Immoralité poétique

Opéra révolutionnaire de Claudio Monteverdi, Le couronnement de Poppée présenté au Théâtre National Populaire de Villeurbanne retrouve l’historique mise en scène de Klaus Michael Grüber. Après une avant-première à l’Opéra de Vichy, le Festival Mémoires de l’Opéra de Lyon arrive dans le Grand Lyon avec trois grandes représentations : outre l’opéra de Monteverdi, on retrouvera le Tristan et Isolde de Wagner et l’Elektra de Strauss

Consacré à la question de la mémoire, le festival annuel proposé par l’Opéra de Lyon réactive trois productions qui ont marqué l’histoire contemporaine de l’opéra : Elektra, dans la mise en scène par Ruth Berghaus de 1986, Tristan et Isolde par Heiner Müller de 1983 et Le Couronnement de Poppée par Klaus Michael Grüber présenté pour la première fois au festival d’Aix-en-Provence en 1999. Si les trois metteurs en scène ont disparu, c’est véritablement grâce à une réactivation productive, et non pas inerte, que ces productions retrouvent la lumière. Co-réalisé avec l’Opéra de Vichy, où il a été présenté en avant-première du 7 au 11 mars, Le couronnement de Poppée de Claudio Monteverdi, vu par Klaus Michael Grüber représente un véritable tremblement esthétique et culturel. Premier opéra à célébrer l’immoralité, Le couronnement de Poppée marque, comme l’a bien énoncé René Leibowitz, « le commencement de trois siècles d’opéra ». Si l’Orfeo était la célébration de l’idéal courtois et raffiné, le dernier opéra de Monteverdi réalise l’idéal populaire.
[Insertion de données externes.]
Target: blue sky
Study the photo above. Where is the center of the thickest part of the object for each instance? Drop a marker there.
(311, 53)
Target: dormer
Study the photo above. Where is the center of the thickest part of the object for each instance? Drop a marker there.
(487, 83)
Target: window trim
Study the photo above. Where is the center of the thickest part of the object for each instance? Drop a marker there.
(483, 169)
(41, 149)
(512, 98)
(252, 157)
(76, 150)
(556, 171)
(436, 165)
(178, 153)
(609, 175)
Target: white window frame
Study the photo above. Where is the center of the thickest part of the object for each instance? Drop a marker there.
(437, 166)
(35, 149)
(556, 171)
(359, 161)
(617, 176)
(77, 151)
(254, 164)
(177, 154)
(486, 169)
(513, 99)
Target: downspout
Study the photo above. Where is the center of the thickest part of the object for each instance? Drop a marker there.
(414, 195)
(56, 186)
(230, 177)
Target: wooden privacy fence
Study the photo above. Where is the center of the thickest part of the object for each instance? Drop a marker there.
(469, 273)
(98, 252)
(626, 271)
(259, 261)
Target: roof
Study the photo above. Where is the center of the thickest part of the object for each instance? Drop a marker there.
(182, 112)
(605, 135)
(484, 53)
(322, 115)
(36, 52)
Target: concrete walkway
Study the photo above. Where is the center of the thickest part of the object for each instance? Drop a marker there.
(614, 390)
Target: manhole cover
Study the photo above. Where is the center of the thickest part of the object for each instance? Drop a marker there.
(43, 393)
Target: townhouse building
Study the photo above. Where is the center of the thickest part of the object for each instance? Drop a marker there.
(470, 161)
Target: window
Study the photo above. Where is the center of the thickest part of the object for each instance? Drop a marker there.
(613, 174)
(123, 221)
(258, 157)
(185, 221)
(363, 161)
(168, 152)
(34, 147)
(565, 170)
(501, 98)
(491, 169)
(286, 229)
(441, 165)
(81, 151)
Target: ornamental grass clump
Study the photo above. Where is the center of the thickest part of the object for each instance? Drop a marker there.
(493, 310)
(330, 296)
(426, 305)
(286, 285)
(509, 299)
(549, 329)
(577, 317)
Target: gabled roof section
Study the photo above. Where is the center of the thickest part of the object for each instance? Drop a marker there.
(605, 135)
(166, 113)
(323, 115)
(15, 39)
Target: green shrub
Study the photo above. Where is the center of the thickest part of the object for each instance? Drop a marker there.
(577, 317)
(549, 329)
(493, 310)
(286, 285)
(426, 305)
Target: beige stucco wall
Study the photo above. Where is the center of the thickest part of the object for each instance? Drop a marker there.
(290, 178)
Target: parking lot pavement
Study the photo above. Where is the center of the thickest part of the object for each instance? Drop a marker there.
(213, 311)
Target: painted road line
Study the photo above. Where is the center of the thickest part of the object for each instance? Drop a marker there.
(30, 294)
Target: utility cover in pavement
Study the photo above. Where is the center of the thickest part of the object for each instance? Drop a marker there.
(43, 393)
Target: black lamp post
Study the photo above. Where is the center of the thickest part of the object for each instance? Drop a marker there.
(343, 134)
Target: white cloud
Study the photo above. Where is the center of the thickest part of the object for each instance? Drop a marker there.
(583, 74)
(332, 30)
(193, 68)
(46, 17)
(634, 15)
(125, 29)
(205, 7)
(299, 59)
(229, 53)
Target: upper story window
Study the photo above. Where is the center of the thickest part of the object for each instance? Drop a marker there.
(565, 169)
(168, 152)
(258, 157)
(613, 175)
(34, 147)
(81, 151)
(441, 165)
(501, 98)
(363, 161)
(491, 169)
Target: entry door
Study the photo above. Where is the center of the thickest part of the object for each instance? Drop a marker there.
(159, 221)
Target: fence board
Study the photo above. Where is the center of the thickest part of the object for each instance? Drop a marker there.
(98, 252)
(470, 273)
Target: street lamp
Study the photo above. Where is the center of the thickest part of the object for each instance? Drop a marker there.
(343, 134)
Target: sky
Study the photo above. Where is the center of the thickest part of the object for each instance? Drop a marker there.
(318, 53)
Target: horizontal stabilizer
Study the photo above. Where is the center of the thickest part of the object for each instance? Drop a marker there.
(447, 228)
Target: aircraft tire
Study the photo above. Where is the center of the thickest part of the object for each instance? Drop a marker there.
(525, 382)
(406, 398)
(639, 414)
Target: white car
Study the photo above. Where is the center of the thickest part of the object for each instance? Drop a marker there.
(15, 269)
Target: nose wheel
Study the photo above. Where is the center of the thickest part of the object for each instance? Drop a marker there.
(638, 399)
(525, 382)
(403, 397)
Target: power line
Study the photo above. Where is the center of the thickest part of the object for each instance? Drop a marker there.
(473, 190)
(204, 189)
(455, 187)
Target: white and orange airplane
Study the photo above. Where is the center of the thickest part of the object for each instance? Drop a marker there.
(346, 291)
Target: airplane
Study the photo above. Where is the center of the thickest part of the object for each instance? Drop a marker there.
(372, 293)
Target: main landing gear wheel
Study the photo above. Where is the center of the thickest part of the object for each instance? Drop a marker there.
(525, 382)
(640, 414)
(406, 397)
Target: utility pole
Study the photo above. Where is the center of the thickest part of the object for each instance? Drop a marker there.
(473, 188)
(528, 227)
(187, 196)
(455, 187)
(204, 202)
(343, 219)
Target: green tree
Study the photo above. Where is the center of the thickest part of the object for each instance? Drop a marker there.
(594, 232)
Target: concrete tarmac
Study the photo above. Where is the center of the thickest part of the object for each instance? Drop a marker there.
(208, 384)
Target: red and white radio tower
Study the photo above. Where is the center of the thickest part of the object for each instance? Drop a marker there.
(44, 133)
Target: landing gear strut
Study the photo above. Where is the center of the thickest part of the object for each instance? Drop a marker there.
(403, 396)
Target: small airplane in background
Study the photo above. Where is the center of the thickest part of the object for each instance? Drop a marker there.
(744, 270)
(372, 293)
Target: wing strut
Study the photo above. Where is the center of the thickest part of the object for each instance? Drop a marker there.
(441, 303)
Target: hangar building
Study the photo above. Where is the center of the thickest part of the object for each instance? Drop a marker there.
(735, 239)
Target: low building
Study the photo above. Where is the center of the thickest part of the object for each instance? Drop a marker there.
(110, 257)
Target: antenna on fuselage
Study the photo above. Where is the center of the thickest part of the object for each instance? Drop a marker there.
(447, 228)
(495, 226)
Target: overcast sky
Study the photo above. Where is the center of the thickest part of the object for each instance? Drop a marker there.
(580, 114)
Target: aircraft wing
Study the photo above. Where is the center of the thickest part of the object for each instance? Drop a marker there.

Un jamais vu qui ouvre le chemin pour une nouvelle expression lyrique.

Retrouver la mise en scène du visionnaire Klaus Michael Grüber (réalisée par sa collaboratrice Ellen Hammer) a été l’un de meilleurs choix de la programmation de l’Opéra de cette année. Les décors de Gilles Aillud (recréés par Bernard Michel) ont montré une scène délicate, voire fragile, capable de nous faire plonger dans cet univers de trahisons, de manipulations mais profondément poétique. Une tragédie élaborée avec génie par Monteverdi et par son librettiste Busenello qui mêle vérité historique et fiction pour faire émerger une beauté adamantine dans un terrifiant chaudron de mort et d’immoralité. Néron, dans la merveilleuse interprétation de Laura Zigmantaite, est le puissant qui règne sur tout l’opéra, tandis que Poppée (Josefine Göhmann) est le catalyseur du système, passant de la fille amoureuse et innocente à la manipulatrice qui est prête à tout sacrifier pour son intérêt personnel. Nous avons particulièrement aimé l’interprétation du mezzo-soprano finnois Elli Vallinoja dans le rôle d’Octavie, la femme de Néron, parfaite tant quand elle dessine le rôle de la femme désespérée, que dans celle qui machine l’homicide de Poppée avant d’échouer et d’accepter le raison d’Etat et, donc, l’exil. Une véritable figure sombre qui s’oppose à la lumière terrifiante du mari. Une mention particulière pour le ténor André Gass dans le rôle d’Arnalta, la nourrice de Poppée : sa présence est vitale pour tout l’opéra, elle bouleverse, passivement, le très riche tissu de perfidies qui se met en place avec un jeu riche en couleurs qui revitalise une interprétation collective parfois trop posée.

Les Nouveaux Caractères, dirigés par Sébastien d’Hérin, ont peint un univers sonore de rêve, montrant la perfection de la composition de Monteverdi, atteignant le pic de cela dans la danse conclusive, quand Néron et Poppée se promettent l’amour éternel. O mia vita, O mi tesoro.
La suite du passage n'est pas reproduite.